Станислав Август больше не ездил в дальние прогулки. Каждый день утром он выходил на террасу и стоял там, вглядываясь в мутную даль, пока влажный холод, поднимаясь от земли, не пробирался под отороченный мехом кафтан, вызывая озноб.

Зачем он влачит свое существование? В чем смысл этого прозябания? Или он настолько согрешил против своего высокого предназначения, что Господь хочет наказать его еще при жизни? А может быть, это новые испытания — поддастся ли он греху уныния, не станет ли роптать, подобно Иову?

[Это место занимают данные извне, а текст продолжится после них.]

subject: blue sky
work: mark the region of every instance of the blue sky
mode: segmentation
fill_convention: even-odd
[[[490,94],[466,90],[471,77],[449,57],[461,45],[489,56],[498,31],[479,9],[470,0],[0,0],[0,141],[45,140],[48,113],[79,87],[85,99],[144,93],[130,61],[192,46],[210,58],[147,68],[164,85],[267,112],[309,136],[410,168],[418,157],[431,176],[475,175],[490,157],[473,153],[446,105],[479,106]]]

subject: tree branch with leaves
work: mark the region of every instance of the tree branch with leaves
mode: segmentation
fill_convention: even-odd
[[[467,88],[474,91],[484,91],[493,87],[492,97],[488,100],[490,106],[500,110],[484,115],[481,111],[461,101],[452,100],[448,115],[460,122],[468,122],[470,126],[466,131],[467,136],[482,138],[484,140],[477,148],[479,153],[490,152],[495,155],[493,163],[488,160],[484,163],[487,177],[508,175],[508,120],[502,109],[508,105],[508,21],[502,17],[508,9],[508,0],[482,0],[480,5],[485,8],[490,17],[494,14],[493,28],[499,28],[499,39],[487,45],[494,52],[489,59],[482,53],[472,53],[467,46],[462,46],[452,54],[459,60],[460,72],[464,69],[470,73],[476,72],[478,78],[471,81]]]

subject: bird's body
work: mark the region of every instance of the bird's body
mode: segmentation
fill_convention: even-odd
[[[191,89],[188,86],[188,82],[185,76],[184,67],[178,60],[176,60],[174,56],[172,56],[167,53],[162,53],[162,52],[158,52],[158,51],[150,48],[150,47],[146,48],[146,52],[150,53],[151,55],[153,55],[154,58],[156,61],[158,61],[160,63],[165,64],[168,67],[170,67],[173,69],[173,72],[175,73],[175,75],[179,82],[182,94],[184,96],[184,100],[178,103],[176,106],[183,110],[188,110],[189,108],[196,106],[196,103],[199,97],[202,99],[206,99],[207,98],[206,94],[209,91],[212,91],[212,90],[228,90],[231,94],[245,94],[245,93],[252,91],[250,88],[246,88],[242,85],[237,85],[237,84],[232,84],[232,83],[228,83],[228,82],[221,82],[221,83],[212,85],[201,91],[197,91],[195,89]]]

«На что дан страдальцу свет,
и жизнь огорченным душою,
которые ждут смерти, и нет ее,
которые вырыли бы ее охотнее,
нежели клад, обрадовались бы до восторга,
восхитились бы, что нашли гроб?
На что дан свет человеку,
которого путь закрыт,
и которого Бог окружил мраком?
Вздохи мои предупреждают хлеб мой,
и стоны мои льются, как вода,
ибо ужасное, чего я ужасался,
то и постигло меня;
и чего я боялся, то и пришло ко мне.
Нет мне мира, нет покоя, нет отрады:
постигло несчастье».

Утром пятнадцатого числа Понятовский почувствовал, что не может выдохнуть. Воздух наполнял его грудь, но не выходил обратно, как будто это был не воздух, а вода, а сам он тонул и захлебывался. Вокруг него суетились, подкладывали под спину подушки, послали за врачом, чтобы пустить ему кровь. Станислав Август неожиданно сильной рукой оттолкнул медика, встал на кровати на четвереньки, — бледный как смерть, с выступившими на лбу капельками пота, издавая горлом хриплый свист, — и вдруг закашлялся, выплевывая мокроту, словно всамделишный утопленник, вытащенный на берег. Лицо и шея его покраснели, а сердце будто сжало тисками. Его снова уложили на постель полусидя, и врач всё-таки пустил ему кровь. К Понятовскому вернулся дар речи, он позвал к себе Мнишека и Горжевского, чтобы продиктовать им свою последнюю волю. К вечеру, однако, ему стало лучше. Невзирая на возражения сестры Изабеллы, приехавшей из Белостока, Станислав Август велел себя одеть и поехал в костел иезуитов — возблагодарить Господа.

***

Зиму и весну Городенский и Зенькович провели в Якутске, дожидаясь, пока вскроется Лена. Сюда они тоже прибыли водным путем — несколько дней плыли вдоль скалистых берегов, поросших низким бором, мимо сотен водопадов, поднимавших столбы водной пыли, в которых купалась радуга. Городенский был нездоров: еще в Иркутске заболел лихорадкой, мучился от удушья, насморка, головной боли и колотья в боку. У Зеньковича же на лице образовалась какая-то багровая опухоль угрожающего вида, которая ужасно чесалась. Офицер охраны, однако, отказался повременить с отъездом: в приказе сказано, что даже если арестант дорогой умрет, он должен доставить его в место назначения, а мешкать в пути ни в коем случае нельзя. К Зеньковичу он всё же согласился позвать доктора, опасаясь заразы. Местный эскулап, осмотрев больного, сообщил, что язва сия, верно, пришла от китайцев. К лечению есть простое средство: надо исколоть опухоль иглой и приложить листовой табак, смоченный в нашатырном спирте. Он уже собрался продемонстрировать свой метод, но Зенькович отказался наотрез, опасаясь непоправимого урона для своей внешности, и просил позвать к нему китайского лекаря. Офицер пригрозил вычесть плату лекарю из его жалованья, но Ян стоял на своем: он согласен голодать, лишь бы не остаться уродом. Пришел старый китаец с лицом, похожим на грецкий орех, и с прозрачными хвостиками усов; прилепил к язве Зеньковича красный пластырь с женьшенем и Городенскому тоже дал выпить какое-то снадобье. Обоим тогда полегчало; несколько компрессов, уже в пути, полностью вернули Зеньковичу прежний облик. А вот Городенский, должно быть, не исцелился совершенно, поскольку в марте, как только переменился ветер и воздух стал тяжелым и влажным, он вновь свалился в жару, головная боль доводила его до рвоты, а затем еще и всё тело покрылось красной сыпью.